Editorial de 18 de outubro,
O cinismo de Michel Temer parece não conhecer limites. Às vésperas da votação da segunda denúncia de Janot na Câmara, o presidente enviou aos deputados uma carta em que afirma existir uma “conspiração” para tirá-lo do cargo. Logo ele, o responsável por tramar com Eduardo Cunha o golpe parlamentar que derrubou Dilma Rousseff.
Com medo de um revés, Michel Temer foi às compras para se livrar do perigo de afastamento. Nesta segunda (16), numa barganha junto à bancada ruralista, o governo editou uma portaria que facilita o trabalho escravo no Brasil. Os empresários flagrados neste crime não aparecerão mais na “lista suja”, a menos que o ministro do trabalho permita. O texto também modifica o modelo de fiscalização e punição. Numa frase: Temer decretou uma “licença” para o trabalho escravo no país.
Mas não é só. Com o intuito de preservar o suporte da bancada patronal, o governou aproveitou a ocasião para tentar ressuscitar a reforma da previdência. Os ministros Eliseu Padilha (Casa Civil) e Henrique Meirelles (Fazenda) apresentaram a proposta de uma reforma “desidratada” baseada em três pilares: idade mínima (65 anos para homens e 62 para mulheres), o tempo de contribuição de pelo menos 25 anos e uma regra de transição.
Embora encontre um cenário político mais adverso nesta segunda denúncia, Michel Temer provavelmente conseguirá os votos necessários para se manter no cargo. O apoio dos grandes empresários ao governo, em razão do ávido interesse que estes têm na retirada de direitos sociais, e o suporte de políticos e partidos comprometidos com esquemas de corrupção seguram Temer no poder, apesar da quase unânime rejeição popular e das provas irrefutáveis de crimes praticados pelo peemedebista.
A delação de Funaro e o fator Maia
Para esquentar o clima da denúncia, a delação de Lúcio Funaro, ex-operador do PMDB na Câmara, vazou para a imprensa. O doleiro afirmou que Michel Temer ficava com um percentual das propinas repassadas a Eduardo Cunha. “Tenho certeza que parte do dinheiro que era repassado, capitaneado em todos esses esquemas que ele tinha, dava um percentual também para o Michel Temer. Eu nunca cheguei a entregar, mas o Altair deve ter entregado algumas vezes”, disse.
Os vídeos da delação foram divulgados no site oficial da Câmara na sexta (13), fato que detonou uma crise na relação entre o governo e Rodrigo Maia (DEM), presidente da Câmara. O deputado carioca, de olho nas eleições de 2018, busca-se se afastar da imagem “tóxica” de Temer. As rusgas entre eles, contudo, dificilmente evoluirão a ponto de ameaçar a vitória governista na votação da denúncia.

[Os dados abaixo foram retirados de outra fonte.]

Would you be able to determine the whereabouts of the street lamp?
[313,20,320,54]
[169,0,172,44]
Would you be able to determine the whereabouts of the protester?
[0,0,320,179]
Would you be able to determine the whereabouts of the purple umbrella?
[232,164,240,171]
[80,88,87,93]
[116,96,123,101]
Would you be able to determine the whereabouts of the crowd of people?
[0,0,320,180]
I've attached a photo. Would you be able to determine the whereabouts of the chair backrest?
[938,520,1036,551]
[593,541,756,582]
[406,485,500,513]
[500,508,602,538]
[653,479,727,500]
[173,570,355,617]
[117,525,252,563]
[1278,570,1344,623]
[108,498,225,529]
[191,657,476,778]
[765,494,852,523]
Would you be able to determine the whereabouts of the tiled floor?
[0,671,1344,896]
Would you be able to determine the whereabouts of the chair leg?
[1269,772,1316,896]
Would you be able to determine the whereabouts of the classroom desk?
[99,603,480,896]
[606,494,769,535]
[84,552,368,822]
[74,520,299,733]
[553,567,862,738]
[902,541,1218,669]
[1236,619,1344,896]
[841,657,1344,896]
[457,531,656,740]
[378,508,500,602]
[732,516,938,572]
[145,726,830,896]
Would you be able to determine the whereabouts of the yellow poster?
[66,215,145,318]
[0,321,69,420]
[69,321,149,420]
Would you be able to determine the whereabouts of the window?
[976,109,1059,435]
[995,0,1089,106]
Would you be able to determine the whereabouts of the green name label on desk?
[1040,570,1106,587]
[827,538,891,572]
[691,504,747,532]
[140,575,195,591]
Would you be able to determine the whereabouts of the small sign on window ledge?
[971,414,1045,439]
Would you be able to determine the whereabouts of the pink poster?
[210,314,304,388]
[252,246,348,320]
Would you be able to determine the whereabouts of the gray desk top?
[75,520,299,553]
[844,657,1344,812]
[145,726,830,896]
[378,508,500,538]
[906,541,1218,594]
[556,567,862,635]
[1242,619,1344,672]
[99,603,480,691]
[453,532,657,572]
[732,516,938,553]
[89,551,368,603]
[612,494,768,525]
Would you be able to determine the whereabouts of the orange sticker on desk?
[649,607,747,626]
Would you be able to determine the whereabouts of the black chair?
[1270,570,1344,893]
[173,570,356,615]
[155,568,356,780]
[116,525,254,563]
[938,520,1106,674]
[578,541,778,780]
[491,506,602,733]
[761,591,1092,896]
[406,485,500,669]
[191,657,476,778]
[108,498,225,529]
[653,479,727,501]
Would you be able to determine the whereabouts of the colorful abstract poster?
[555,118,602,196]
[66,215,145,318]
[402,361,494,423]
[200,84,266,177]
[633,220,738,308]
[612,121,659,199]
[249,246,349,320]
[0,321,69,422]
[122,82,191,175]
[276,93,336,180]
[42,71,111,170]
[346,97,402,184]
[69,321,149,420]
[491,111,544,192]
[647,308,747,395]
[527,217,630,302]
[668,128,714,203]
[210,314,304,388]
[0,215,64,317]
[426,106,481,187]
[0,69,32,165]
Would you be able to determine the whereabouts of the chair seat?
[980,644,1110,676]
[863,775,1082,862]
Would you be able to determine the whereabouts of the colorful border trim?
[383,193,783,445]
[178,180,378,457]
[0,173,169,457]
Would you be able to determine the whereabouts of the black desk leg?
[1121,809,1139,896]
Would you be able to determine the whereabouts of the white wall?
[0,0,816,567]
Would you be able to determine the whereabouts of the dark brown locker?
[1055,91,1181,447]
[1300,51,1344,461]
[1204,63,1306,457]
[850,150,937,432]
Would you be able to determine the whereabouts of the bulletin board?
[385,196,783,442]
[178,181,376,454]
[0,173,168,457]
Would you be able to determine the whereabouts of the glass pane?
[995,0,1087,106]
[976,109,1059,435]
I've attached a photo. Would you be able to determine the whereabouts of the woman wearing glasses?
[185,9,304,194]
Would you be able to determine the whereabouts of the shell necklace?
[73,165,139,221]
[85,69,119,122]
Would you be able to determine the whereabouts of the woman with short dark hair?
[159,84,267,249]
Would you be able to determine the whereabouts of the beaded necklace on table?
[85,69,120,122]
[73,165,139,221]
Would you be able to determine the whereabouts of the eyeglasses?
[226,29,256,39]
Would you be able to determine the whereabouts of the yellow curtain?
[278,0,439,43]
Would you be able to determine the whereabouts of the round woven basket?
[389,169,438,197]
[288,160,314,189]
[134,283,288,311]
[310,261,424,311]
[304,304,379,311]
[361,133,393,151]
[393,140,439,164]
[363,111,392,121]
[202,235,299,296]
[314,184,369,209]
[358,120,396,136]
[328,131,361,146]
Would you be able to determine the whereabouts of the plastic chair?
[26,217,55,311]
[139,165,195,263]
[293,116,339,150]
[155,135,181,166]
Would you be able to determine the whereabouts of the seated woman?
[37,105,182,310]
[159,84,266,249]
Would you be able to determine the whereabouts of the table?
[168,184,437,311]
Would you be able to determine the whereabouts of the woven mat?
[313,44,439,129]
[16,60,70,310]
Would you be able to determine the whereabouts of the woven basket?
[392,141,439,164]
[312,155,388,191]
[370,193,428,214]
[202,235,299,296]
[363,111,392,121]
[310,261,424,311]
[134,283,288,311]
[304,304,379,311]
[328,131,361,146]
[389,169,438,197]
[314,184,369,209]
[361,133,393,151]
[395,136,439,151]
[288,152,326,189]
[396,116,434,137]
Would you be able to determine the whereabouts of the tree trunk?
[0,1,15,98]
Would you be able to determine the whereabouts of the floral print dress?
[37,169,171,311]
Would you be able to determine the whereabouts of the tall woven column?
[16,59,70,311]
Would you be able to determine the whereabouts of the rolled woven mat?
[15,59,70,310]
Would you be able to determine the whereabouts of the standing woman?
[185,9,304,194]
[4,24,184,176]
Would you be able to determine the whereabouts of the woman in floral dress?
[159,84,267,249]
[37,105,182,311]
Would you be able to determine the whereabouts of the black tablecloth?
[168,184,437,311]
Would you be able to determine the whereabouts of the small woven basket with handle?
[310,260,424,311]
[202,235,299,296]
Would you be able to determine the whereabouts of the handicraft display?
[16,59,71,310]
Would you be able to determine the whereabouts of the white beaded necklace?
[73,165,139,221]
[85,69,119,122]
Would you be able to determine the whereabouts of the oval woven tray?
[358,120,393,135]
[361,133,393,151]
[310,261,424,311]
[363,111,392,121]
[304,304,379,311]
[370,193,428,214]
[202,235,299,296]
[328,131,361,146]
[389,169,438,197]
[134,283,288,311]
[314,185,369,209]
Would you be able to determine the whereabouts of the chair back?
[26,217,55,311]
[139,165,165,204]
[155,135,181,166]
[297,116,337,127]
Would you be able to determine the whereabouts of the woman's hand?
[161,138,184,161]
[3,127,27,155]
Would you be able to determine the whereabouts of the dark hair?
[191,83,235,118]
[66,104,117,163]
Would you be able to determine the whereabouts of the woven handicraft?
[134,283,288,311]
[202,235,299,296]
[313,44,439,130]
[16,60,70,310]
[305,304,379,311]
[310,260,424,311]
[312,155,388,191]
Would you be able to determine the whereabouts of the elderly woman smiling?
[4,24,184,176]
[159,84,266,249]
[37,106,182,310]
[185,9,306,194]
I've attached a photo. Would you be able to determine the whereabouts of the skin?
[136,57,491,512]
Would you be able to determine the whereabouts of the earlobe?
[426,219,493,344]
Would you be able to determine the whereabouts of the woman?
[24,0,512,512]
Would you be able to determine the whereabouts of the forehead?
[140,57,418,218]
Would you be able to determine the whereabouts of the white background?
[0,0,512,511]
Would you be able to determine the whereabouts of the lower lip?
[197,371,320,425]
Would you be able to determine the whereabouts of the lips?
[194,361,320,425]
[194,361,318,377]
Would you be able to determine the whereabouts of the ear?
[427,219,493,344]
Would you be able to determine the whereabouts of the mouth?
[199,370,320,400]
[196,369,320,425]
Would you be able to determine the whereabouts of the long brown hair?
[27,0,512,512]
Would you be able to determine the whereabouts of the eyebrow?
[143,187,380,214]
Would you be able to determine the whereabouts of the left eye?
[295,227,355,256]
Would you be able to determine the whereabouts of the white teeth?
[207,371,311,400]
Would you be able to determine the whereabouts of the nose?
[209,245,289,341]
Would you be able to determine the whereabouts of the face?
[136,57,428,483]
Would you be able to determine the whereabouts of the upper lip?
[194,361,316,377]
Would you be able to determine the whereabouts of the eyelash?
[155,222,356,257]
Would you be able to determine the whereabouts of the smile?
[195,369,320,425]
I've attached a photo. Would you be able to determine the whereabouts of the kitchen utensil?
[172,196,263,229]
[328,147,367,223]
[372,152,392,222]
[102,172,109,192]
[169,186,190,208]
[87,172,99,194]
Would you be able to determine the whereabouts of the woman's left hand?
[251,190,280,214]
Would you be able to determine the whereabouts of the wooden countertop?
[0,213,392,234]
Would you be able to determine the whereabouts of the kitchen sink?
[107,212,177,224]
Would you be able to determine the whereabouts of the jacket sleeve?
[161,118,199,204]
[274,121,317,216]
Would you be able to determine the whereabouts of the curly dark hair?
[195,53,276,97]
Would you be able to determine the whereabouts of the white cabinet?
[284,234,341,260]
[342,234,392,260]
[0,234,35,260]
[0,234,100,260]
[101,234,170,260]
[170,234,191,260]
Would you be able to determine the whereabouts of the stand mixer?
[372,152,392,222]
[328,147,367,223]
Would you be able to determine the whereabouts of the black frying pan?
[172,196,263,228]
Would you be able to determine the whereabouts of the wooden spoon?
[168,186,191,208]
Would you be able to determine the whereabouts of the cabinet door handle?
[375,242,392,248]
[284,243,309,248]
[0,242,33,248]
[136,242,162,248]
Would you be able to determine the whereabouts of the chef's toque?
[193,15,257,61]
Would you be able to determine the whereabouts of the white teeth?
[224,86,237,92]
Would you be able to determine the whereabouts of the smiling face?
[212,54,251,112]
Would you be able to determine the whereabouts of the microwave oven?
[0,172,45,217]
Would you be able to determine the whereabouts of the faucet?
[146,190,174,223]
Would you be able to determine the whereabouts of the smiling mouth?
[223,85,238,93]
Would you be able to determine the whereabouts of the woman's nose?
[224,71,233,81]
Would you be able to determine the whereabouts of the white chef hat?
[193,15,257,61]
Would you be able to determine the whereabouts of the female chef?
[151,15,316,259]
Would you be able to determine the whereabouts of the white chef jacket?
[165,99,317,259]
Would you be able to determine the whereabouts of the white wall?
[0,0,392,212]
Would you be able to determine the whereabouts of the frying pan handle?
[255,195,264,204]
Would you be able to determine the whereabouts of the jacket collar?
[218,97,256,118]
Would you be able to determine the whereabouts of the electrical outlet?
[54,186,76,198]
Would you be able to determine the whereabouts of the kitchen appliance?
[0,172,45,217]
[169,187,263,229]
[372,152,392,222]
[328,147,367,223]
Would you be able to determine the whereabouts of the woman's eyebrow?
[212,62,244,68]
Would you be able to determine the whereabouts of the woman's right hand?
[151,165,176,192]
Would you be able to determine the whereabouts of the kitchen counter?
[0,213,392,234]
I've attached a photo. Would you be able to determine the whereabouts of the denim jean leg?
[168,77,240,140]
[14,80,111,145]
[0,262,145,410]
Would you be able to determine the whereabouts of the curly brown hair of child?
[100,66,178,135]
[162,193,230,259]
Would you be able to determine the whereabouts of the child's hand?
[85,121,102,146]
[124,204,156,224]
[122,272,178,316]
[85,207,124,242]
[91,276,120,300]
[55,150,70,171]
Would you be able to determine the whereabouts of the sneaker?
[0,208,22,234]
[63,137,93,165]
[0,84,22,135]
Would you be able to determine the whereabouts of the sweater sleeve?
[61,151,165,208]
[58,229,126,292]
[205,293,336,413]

A bem da verdade, prevalece no Congresso ações descaradas de acobertamento de corruptos, particularmente quando se trata de membros da coalização governista do PMDB, PSDB e DEM. A decisão do Senado que, por 44 votos a 26, revogou as medidas cautelares impostas pelo STF (Supremo Tribunal Federal) a Aécio Neves (PSDB), mesmo este tendo sido flagrado pedindo R$ 2 milhões a Joesley Batista, é mais uma prova da desfaçatez que reina no parlamento brasileiro.
Sem o povo nas ruas, o golpe continuará de pé
A burguesia quer manter o governo para dar andamento às contra-reformas sociais e à política econômica entreguista, e também para evitar maior instabilidade política até as eleições. Temer não precisa de legitimidade popular para seguir na presidência, afinal alcançou esta posição por meio de um golpe parlamentar que foi patrocinado pelo grande empresariado e a maioria do Congresso.
A única possibilidade de derrotar Temer é por meio da retomada da luta unificada. Sem a força das ruas e das greves, os golpistas seguirão no controle da situação.
Por isso, é necessário apostar na resistência social. Cada greve de trabalhadores deve ser abraçada por todo movimento sindical. Cada ocupação de terra precisa receber a solidariedade ativa do conjunto dos movimento sociais. A unificação das lutas e a retomada das manifestações de rua unitárias são fundamentais neste momento. Como corretamente definiu o Congresso da CSP-Conlutas, o dia nacional de greve e manifestações, marcado pelos metalúrgicos para 10 de novembro, pode ser o primeiro passo nesse sentido.
Esperar as eleições de 2018 é um grave erro. Até lá, nossos direitos sociais e trabalhistas estarão acabados. Lula, o PT e a CUT, que ainda tem muita influência entre os trabalhadores e o povo pobre, deveriam chamar a mobilização social, para repetirmos a greve geral de 28 de abril. Se fizessem isso, a resistência social ganharia enorme força. Porém, a direção petista parece mais interessada em costurar alianças eleitorais com os velhos aliados da direita.